Coordinate Frames

Body Frame

The body frame is a coordinate system centered on the robot itself, moving and rotating together with it.

Imagine you are standing in a room:

World frame: The cardinal directions of the room — no matter how you turn your head, "north" is always north.
Body frame: "Forward" is always the direction you are facing, and "left" is always your left-hand side.

World Frame (fixed)                Body Frame (rotates with the robot)
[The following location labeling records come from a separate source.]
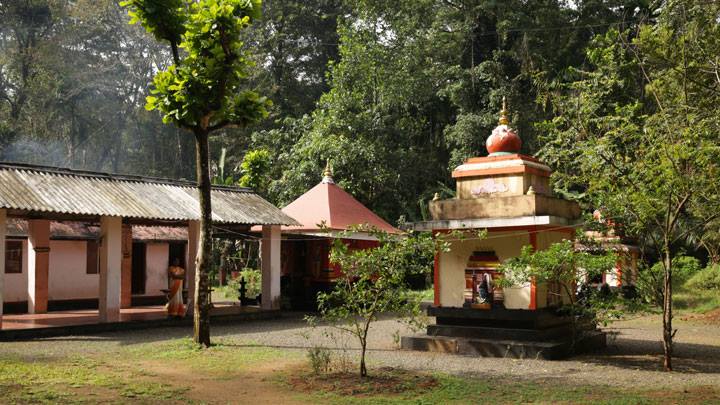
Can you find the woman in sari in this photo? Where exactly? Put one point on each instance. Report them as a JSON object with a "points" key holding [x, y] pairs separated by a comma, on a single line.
{"points": [[175, 305]]}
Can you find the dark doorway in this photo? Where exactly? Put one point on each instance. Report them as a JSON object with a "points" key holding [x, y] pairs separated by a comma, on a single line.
{"points": [[177, 251], [138, 268]]}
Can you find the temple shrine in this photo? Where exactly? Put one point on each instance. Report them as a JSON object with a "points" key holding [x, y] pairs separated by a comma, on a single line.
{"points": [[508, 194]]}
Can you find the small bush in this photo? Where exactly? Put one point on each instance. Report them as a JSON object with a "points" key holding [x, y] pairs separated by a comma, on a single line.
{"points": [[705, 279], [254, 283], [319, 358]]}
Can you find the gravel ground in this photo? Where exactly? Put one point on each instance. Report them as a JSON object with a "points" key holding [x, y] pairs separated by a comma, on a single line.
{"points": [[633, 357]]}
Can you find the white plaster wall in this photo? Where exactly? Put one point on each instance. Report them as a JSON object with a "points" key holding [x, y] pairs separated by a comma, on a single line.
{"points": [[15, 288], [68, 274], [452, 264], [156, 257]]}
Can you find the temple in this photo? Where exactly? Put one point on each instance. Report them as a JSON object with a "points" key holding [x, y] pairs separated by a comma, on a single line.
{"points": [[324, 212], [507, 194]]}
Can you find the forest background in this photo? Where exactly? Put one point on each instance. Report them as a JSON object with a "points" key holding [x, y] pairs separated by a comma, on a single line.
{"points": [[395, 93]]}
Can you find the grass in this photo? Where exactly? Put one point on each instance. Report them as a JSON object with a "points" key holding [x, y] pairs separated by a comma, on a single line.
{"points": [[462, 390], [697, 301]]}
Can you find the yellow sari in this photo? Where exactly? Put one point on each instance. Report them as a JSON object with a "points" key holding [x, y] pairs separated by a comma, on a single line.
{"points": [[175, 305]]}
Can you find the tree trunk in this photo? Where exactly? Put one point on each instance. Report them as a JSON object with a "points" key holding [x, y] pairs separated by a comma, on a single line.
{"points": [[667, 311], [201, 317], [363, 368]]}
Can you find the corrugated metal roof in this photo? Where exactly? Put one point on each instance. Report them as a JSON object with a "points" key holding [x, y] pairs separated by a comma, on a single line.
{"points": [[65, 191]]}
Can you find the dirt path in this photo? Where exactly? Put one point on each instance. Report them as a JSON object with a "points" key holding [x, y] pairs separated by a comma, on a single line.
{"points": [[260, 386]]}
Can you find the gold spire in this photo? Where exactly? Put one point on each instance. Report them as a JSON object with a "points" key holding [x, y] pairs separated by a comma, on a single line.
{"points": [[328, 170], [327, 173], [503, 114]]}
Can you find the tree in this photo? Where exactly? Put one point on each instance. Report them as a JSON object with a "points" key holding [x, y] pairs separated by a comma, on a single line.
{"points": [[562, 267], [203, 91], [637, 135], [374, 281]]}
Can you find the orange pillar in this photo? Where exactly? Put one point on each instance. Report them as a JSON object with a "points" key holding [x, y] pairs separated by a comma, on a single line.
{"points": [[533, 285], [110, 268], [126, 277], [38, 265], [3, 228]]}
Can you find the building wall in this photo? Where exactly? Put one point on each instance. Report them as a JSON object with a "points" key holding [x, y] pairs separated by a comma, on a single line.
{"points": [[452, 264], [68, 278], [156, 268], [68, 273], [15, 289]]}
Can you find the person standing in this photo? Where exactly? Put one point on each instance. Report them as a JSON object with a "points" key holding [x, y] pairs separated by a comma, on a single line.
{"points": [[175, 305]]}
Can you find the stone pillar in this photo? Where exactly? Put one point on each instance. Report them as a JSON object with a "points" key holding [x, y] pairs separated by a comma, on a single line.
{"points": [[270, 257], [38, 265], [3, 229], [126, 278], [110, 268], [192, 250]]}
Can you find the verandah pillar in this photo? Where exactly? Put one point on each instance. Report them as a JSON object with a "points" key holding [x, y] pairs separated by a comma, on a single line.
{"points": [[126, 278], [193, 246], [110, 268], [38, 265], [270, 256], [3, 228]]}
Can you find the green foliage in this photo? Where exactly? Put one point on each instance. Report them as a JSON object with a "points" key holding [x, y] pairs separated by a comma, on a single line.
{"points": [[564, 266], [373, 281], [252, 277], [705, 279], [206, 89], [165, 19], [255, 168]]}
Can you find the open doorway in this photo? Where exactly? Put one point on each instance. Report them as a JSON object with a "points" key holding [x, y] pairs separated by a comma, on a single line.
{"points": [[138, 268], [176, 251]]}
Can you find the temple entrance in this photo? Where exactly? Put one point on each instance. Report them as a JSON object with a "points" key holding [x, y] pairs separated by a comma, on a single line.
{"points": [[138, 268]]}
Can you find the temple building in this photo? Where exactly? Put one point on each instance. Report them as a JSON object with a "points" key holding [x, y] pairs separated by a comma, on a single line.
{"points": [[507, 194], [71, 237], [324, 212]]}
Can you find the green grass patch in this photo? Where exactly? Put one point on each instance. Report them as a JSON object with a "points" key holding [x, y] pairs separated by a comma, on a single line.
{"points": [[224, 358], [698, 301], [74, 380], [447, 389]]}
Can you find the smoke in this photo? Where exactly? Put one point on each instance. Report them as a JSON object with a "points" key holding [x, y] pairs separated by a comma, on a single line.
{"points": [[32, 151]]}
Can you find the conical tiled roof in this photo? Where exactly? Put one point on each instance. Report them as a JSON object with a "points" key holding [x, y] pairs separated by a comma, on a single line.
{"points": [[328, 203]]}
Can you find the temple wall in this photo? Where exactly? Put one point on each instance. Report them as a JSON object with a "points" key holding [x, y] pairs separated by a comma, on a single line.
{"points": [[157, 255], [15, 288], [452, 264], [68, 278]]}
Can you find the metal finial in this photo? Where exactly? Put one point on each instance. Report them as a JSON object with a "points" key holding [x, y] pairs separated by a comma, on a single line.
{"points": [[327, 173], [503, 114]]}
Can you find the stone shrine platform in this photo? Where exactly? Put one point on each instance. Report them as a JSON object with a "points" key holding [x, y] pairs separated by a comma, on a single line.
{"points": [[500, 332]]}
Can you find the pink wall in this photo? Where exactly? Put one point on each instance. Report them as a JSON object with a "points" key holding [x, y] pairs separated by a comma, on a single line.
{"points": [[156, 268], [16, 284], [68, 278]]}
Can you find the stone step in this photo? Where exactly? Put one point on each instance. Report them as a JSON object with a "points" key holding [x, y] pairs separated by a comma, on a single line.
{"points": [[549, 350], [485, 332]]}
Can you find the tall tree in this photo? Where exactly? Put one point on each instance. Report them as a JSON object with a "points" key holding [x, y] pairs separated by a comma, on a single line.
{"points": [[202, 92], [636, 134]]}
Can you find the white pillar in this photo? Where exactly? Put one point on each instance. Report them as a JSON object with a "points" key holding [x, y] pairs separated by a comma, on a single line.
{"points": [[270, 257], [38, 265], [110, 268], [3, 228], [192, 250]]}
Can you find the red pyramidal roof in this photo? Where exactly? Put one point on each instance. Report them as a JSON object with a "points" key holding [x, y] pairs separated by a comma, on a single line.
{"points": [[328, 203]]}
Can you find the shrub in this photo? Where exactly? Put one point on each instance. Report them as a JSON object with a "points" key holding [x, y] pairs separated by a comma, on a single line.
{"points": [[253, 278], [705, 279], [319, 358]]}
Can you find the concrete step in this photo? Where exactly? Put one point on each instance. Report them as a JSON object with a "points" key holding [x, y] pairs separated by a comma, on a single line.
{"points": [[485, 332], [548, 350]]}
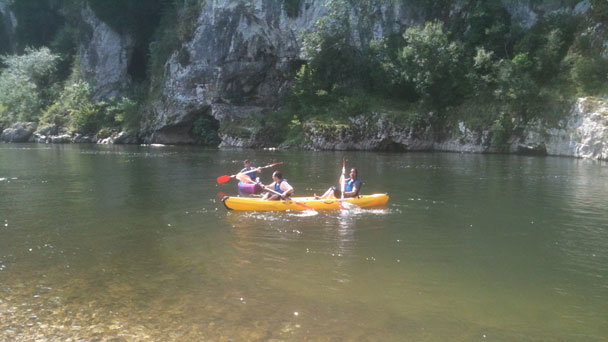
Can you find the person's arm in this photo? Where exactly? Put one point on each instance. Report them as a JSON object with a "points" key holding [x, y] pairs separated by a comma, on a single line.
{"points": [[287, 189]]}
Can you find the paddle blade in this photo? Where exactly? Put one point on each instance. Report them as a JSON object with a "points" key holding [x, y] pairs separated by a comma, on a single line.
{"points": [[223, 179]]}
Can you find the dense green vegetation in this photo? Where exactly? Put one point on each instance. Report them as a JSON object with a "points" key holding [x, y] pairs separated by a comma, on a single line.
{"points": [[479, 68], [474, 65]]}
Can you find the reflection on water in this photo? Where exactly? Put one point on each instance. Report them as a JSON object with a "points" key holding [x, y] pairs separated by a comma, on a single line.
{"points": [[131, 243]]}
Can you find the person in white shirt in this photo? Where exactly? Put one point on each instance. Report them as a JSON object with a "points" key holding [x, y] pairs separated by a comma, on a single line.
{"points": [[281, 188]]}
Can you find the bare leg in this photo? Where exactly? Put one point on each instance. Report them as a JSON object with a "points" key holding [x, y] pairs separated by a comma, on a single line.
{"points": [[328, 194]]}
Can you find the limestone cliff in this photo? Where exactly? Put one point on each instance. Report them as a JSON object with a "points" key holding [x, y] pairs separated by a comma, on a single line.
{"points": [[104, 56], [583, 135], [8, 22], [243, 55], [242, 58]]}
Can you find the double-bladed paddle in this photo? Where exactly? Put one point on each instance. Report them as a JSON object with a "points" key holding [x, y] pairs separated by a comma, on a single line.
{"points": [[223, 179]]}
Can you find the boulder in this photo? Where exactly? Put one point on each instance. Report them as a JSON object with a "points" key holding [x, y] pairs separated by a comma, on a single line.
{"points": [[19, 132]]}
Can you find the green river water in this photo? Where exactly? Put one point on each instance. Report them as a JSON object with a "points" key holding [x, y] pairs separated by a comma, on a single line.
{"points": [[130, 243]]}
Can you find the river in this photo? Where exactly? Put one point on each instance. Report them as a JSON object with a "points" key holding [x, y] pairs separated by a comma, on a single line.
{"points": [[131, 243]]}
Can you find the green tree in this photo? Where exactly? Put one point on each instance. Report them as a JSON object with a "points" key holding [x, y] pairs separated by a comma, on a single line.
{"points": [[516, 88], [25, 83], [434, 65], [38, 21]]}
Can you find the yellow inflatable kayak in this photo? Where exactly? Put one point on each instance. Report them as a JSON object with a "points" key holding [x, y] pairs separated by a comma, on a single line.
{"points": [[301, 203]]}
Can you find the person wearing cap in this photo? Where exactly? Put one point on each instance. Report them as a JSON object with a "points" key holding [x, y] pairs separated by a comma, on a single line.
{"points": [[281, 188]]}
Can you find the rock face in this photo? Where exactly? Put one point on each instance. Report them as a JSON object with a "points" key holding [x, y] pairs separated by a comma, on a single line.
{"points": [[242, 58], [104, 56], [19, 132], [583, 135], [8, 22], [244, 55]]}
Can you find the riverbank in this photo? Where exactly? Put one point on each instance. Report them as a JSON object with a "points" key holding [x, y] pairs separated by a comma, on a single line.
{"points": [[582, 134]]}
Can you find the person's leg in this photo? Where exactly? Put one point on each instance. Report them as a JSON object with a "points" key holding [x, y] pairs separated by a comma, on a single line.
{"points": [[328, 194]]}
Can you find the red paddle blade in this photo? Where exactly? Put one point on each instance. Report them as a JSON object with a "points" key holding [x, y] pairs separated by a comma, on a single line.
{"points": [[223, 179]]}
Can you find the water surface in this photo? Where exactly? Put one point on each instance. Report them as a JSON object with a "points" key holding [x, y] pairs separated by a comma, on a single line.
{"points": [[130, 243]]}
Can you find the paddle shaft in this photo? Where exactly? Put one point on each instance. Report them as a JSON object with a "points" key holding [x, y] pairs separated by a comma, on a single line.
{"points": [[225, 178], [342, 181]]}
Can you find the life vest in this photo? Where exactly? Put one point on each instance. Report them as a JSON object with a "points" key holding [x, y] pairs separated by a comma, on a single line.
{"points": [[250, 174], [277, 186], [350, 183]]}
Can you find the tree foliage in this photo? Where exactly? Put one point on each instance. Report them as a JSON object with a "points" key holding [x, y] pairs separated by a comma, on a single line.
{"points": [[25, 84], [434, 65]]}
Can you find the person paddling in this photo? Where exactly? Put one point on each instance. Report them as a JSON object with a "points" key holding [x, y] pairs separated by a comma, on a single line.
{"points": [[247, 174], [352, 187], [279, 186]]}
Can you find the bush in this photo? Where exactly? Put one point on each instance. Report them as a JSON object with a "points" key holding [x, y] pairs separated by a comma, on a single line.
{"points": [[434, 65], [89, 118], [126, 112], [516, 88], [590, 75], [74, 98], [25, 84]]}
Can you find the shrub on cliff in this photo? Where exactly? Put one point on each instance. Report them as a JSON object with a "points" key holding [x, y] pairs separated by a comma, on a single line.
{"points": [[434, 65], [26, 84]]}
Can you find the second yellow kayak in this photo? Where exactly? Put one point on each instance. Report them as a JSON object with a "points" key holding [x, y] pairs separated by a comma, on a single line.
{"points": [[301, 203]]}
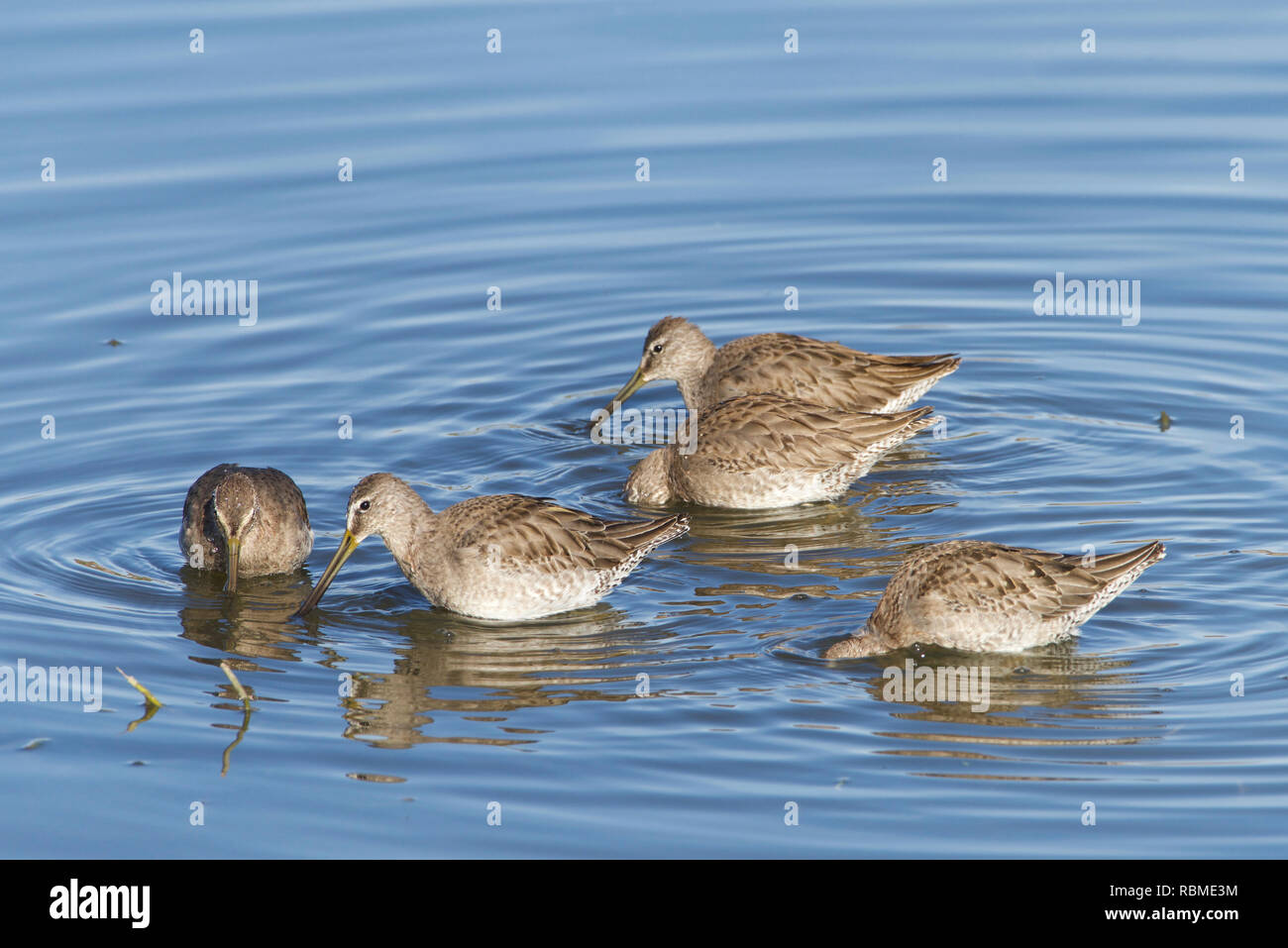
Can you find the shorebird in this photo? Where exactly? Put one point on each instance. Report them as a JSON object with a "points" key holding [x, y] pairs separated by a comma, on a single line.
{"points": [[500, 557], [806, 369], [767, 451], [245, 522], [978, 596]]}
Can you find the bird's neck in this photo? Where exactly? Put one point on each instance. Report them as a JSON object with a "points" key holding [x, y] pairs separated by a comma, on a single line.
{"points": [[698, 384], [410, 527]]}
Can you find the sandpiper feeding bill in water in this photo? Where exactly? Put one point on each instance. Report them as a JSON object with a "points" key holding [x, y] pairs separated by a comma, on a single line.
{"points": [[246, 522], [498, 557], [797, 368], [980, 596]]}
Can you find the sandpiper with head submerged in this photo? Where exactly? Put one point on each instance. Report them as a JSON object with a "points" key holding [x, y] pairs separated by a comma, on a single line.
{"points": [[979, 596], [764, 451], [245, 522], [501, 557], [806, 369]]}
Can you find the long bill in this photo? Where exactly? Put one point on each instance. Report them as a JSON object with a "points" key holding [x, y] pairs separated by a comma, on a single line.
{"points": [[347, 546], [233, 545], [629, 389]]}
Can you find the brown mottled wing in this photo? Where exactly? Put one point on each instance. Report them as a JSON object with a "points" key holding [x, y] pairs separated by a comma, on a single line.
{"points": [[980, 578], [774, 433], [287, 500], [539, 532], [810, 369]]}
    Y(北)                        Y(左)
    ^                            ^
    |                            |
    |                       机器人头 --> X(前)
    +-----> X(东)

Suppose the exit is located 2 meters to the robot's "front-left":

Representation	World Frame	Body Frame
Robot facing north	exit_dir = (−1, 1)	exit_dir = (1, 1) (front-left)
Robot facing south (180° turn)	exit_dir = (−1, 1) (unchanged!)	exit_dir = (−1, −1) (rear-right)
What the policy must learn	Same exit_dir, but must turn left when facing north and right when facing south → must combine yaw to decide	Directly tells the policy "exit is front-left" → just turn left

In the world frame, the policy network must learn on its own how to "read the yaw angle + read the exit's world-frame direction -> figure out which way to turn" -- an implicit trigonometric relationship. This is extremely difficult for a small [128, 64] network.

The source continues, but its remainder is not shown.